With the expectation of hull girder asymmetry and corresponding shift in elastic neutral axis resulting from collision damages and other forms of structural deteriorations, the interaction of vertical and horizontal hull girder capacities become quite significant in the assessment of ship structural safety. This paper therefore extends the application of a previously proposed interactive-numerical probabilistic based methodology for structural safety to assess the hull girder ultimate strength reliability of a damaged ship by means of a user-defined numerical framework. Hull girder capacity is calculated using the NS94D ultimate strength code, which is based on the Smith’s progressive collapse method. The resulting deterministic responses have been interactively linked to the NESSUS probabilistic framework so that the reliability of the damaged hull girder is predicted using an implicit limit state function defined based on a transformation of coordinates to appropriately account for any shift in the neutral axis. Random deviations of the constituent variables are directly applied to calculate the ultimate strength deterministic responses, thereby circumventing the need to characterize any correlated strength variable, which is at best subjective.
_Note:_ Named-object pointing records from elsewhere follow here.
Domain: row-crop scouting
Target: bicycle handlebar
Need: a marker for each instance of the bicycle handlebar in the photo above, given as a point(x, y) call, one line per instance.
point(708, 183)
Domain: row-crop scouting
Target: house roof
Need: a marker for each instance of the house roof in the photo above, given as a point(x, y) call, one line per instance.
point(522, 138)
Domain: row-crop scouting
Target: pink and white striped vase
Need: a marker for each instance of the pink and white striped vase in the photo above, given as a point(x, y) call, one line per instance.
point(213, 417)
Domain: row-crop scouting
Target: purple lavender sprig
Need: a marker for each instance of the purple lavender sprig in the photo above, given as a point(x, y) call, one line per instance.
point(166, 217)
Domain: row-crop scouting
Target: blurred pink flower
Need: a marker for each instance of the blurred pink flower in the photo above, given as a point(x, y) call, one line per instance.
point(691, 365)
The conventional approach of characterizing ultimate strength by an assumed coefficient of variation and distribution type was found to be conservative in predicting structural safety of ships relative to the proposed method. Application of the interactive-numerical technique for structural reliability is therefore considered significant for problems involving correlated random variables with unknown statistical characteristics. The method is being considered to predict the safety of cracked hull girders by accounting for the residual strength and further load bearing capabilities of deteriorated and adjacent elements.